We went hands on with Apple Vision Pro at Apple Park in California during WWDC23 and were blown away by the best headset demo ever made. We still need to learn many things about the device, but read on for our initial impressions.
Personas are what Apple calls human scans performed by the Vision Pro headset that are locked to the scanned individual to prevent others from wearing them. Meta calls its research-stage version of its comparable technology Codec Avatars, and we saw the latest version of them at Meta's offices late last year.
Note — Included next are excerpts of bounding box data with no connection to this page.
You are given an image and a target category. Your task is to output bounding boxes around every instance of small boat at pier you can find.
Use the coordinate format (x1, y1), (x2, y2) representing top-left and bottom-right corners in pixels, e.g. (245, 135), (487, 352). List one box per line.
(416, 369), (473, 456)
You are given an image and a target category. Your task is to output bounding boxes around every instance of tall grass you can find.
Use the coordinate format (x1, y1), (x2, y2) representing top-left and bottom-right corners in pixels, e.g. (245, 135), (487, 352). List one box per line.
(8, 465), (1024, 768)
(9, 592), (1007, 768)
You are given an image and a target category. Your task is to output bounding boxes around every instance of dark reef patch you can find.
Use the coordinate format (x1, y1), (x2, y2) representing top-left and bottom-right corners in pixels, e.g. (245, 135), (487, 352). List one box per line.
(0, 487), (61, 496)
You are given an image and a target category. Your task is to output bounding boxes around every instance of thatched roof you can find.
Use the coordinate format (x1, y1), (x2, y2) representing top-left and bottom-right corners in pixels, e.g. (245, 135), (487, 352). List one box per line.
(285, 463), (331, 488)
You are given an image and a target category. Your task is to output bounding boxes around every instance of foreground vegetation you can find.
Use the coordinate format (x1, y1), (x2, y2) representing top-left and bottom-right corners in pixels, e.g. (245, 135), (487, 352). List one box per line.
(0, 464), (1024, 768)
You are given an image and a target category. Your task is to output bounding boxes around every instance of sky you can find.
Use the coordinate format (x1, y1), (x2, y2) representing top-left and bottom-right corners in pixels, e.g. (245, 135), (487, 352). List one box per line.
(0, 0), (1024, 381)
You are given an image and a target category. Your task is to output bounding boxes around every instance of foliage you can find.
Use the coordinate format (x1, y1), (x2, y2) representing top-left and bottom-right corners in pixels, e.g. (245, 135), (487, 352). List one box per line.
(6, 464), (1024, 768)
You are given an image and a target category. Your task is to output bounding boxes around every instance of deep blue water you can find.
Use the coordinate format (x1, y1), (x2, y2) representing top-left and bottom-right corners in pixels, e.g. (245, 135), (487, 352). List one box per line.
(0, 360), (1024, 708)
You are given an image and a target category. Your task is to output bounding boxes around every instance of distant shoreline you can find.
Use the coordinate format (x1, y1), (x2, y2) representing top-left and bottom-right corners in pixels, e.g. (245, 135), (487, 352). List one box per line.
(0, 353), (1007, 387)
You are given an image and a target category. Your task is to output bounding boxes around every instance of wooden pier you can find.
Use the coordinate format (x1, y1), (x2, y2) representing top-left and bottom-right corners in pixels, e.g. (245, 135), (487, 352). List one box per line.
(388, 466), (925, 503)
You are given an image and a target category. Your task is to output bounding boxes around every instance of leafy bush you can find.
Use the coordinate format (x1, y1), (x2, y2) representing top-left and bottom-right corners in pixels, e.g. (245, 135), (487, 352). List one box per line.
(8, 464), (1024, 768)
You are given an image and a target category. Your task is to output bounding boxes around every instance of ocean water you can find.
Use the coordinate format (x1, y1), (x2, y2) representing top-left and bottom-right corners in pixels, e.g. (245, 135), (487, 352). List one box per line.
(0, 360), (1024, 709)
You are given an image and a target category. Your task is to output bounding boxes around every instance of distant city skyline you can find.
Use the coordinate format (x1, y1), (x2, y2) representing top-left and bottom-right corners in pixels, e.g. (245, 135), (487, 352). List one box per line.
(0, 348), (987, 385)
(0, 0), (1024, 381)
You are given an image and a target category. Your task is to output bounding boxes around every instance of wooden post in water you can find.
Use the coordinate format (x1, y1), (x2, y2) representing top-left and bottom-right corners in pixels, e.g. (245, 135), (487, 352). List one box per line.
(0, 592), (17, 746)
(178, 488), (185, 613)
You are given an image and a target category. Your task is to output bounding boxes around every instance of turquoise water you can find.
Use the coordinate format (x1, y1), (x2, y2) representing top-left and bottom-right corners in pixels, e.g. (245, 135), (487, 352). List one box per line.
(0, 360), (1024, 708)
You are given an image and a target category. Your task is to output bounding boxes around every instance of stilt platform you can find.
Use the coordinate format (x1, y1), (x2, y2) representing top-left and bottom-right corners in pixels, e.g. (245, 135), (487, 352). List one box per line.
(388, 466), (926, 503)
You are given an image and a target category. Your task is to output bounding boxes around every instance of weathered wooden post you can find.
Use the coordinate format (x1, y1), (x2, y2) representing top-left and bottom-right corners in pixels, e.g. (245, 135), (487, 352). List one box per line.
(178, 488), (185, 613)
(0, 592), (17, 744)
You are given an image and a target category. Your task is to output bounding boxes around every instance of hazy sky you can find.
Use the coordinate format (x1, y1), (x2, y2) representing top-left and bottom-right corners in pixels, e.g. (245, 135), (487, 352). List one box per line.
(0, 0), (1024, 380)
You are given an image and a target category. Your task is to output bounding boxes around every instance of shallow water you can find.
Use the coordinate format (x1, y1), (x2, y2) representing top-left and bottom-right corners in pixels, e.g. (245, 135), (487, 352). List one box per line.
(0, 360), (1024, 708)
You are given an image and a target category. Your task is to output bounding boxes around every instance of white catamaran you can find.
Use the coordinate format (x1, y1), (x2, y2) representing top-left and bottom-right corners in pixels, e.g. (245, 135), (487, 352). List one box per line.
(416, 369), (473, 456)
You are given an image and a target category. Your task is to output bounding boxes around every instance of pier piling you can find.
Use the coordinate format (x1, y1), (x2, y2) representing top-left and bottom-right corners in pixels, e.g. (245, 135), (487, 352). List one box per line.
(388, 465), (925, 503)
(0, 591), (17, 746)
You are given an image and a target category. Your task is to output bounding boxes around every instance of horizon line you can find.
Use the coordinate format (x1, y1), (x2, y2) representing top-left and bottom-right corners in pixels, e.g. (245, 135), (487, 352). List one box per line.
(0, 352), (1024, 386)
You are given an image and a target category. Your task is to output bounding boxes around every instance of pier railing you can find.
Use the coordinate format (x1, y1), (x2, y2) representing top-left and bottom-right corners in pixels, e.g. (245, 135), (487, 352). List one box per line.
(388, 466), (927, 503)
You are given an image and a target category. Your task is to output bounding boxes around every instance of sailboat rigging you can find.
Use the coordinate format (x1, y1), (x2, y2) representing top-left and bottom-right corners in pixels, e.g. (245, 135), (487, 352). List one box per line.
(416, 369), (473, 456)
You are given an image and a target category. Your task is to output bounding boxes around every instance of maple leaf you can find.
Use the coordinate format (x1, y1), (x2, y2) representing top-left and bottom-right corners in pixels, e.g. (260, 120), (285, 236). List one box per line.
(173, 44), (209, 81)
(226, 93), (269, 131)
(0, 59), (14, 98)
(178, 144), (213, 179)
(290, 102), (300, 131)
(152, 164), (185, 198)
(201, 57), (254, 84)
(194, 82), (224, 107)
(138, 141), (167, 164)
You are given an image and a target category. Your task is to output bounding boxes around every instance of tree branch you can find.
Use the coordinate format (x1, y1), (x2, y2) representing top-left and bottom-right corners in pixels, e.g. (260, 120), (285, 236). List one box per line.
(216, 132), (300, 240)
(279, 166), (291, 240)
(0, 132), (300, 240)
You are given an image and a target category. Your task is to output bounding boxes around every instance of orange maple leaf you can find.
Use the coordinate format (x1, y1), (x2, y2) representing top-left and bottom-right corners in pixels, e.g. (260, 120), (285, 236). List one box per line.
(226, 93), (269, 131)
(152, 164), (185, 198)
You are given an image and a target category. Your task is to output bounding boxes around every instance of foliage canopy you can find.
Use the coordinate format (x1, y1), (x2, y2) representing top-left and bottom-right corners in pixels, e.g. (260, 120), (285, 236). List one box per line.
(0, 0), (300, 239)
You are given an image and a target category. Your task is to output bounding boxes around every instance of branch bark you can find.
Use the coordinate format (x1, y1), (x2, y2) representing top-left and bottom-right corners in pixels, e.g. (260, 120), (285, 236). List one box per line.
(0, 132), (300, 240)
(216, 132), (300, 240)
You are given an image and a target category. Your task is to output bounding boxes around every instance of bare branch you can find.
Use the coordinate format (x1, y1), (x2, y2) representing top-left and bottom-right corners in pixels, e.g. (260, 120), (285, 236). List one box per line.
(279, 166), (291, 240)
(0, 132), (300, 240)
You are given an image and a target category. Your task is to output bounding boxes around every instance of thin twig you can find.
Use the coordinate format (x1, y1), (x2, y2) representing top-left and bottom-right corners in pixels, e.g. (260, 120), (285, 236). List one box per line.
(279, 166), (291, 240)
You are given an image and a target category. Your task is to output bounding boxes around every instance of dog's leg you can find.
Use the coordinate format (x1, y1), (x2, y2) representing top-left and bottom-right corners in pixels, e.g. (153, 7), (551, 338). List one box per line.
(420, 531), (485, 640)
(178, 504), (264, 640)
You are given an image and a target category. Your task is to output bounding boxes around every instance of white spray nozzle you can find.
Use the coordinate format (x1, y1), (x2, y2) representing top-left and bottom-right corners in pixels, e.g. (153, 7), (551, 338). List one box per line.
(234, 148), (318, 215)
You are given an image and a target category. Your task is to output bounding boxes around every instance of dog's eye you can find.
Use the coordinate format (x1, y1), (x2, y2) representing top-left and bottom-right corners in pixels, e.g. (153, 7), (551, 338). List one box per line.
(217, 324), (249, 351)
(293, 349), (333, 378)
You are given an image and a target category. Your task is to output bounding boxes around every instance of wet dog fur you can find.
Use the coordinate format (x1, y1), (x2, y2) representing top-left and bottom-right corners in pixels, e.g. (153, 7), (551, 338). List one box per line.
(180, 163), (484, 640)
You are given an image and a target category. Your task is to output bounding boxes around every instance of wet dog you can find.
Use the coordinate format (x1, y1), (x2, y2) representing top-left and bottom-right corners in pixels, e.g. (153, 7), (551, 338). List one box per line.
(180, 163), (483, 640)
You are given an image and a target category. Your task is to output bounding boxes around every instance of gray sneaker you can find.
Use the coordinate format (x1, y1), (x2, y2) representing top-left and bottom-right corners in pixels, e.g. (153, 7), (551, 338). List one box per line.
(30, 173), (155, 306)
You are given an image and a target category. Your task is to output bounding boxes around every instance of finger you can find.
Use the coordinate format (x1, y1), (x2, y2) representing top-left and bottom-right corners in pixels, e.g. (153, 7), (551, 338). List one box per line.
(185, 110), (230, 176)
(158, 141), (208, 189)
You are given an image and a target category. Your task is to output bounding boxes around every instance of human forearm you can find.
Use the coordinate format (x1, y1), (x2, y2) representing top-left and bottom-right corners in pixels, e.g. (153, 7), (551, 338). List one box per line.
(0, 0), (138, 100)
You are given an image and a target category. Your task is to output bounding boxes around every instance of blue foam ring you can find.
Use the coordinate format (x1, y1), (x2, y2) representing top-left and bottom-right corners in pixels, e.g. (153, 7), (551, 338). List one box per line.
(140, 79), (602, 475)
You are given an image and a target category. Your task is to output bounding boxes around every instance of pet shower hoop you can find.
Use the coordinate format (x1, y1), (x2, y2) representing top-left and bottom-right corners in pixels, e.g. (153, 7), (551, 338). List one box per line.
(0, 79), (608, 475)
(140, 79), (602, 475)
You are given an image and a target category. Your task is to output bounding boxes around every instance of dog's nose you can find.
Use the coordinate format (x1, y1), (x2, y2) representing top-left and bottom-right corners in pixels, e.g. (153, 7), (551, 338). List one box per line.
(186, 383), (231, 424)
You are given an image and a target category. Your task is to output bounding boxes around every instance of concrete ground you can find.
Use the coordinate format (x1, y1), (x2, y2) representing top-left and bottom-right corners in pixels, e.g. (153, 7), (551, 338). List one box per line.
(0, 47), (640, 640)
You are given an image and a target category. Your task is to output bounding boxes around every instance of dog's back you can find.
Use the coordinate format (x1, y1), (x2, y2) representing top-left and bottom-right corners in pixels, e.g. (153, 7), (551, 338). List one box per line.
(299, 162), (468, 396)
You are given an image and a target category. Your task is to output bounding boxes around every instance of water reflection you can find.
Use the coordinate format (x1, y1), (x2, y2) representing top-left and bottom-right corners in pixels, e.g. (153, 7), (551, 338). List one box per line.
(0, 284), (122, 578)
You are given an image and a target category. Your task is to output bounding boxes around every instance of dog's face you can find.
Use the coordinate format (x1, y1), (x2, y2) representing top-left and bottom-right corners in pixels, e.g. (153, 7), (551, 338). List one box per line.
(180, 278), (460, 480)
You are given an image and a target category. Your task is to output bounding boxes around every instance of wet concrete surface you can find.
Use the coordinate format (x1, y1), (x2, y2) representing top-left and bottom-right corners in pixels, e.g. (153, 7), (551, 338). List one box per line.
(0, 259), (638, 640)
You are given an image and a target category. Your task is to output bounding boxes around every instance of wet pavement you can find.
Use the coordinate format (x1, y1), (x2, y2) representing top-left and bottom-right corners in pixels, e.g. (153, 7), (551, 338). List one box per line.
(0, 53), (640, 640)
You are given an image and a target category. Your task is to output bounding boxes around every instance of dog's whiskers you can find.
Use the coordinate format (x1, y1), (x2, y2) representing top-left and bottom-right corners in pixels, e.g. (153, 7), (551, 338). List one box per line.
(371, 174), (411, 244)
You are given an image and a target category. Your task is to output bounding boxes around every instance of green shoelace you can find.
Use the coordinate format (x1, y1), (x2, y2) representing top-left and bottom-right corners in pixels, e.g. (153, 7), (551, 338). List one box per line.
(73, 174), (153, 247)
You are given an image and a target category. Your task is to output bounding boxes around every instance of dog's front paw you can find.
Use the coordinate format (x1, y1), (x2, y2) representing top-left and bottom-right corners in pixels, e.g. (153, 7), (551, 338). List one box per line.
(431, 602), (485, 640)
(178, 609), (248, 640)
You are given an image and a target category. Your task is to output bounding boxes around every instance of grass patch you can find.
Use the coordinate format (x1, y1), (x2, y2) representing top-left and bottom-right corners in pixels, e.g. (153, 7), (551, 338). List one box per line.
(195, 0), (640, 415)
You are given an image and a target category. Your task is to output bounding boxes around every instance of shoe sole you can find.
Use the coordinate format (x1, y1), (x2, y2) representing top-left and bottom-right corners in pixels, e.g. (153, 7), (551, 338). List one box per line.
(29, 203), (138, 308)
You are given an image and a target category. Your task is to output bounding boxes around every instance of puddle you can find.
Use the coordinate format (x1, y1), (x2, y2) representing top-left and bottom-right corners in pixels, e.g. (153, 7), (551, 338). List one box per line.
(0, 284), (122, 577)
Whether from Apple or Meta, the idea is perhaps the ultimate killer app of virtual reality. It's the key to unlock the sense that someone is actually in a room with you even though they're physically distant. Meta's research leader overseeing the project described a handful of miracles needed to deliver the concept at scale. Namely, that's to scan a person accurately by quickly using a phone or headset, combined with headset-based sensors capable of watching eye movements and facial expressions to drive the avatar believably.
Meta last year showed two relevant demos, one with an avatar scanned from a phone and another with a person scanned in Meta's “Sociopticon" by 220 high-resolution cameras over the course of hours, with processing time for the resulting virtual human measured in days or weeks. The phone-scanned avatar was deeply unsettling and I didn't want to look at it anymore after a few seconds. The ultra-high fidelity one, meanwhile, was driven by a PC-powered headset and I felt like it surpassed the so-called "uncanny valley". With that version of the codec avatar, it truly felt like he was conversing with me and present there making eye contact. I felt like I could talk to a person thousands of miles away from me as comfortably as if we were in the same room together. I felt like I had seen the north star guiding the future of spatial computing.
Apple's demo, meanwhile, featured a live FaceTime call with another person also wearing a Vision Pro and he conveyed the idea that we could collaborate on a FreeForm whiteboard together in this format. Their "Persona" had been scanned by the headset, Apple said, and it felt like the quality level fell squarely between the two demos from Meta last year. This was a representation of a person I'd feel uncomfortable talking to after a few minutes, and it certainly didn't feel like they were there with me while constrained within a floating window.
I'm starting here with Personas because this was the only part of Apple's demo where I felt disappointed. While the highest quality version of Meta's avatar tech impressed on PC, it was nowhere to be found in standalone on Quest Pro. Apple, meanwhile, is planning it as a core aspect of its first-generation Vision Pro and showed it to me directly in a standalone spatial computer.
Put another way, both Meta and Apple are reaching a bit into the future with this particular piece of their technologies and neither hyper-real visage is both perfectly believable and easily created.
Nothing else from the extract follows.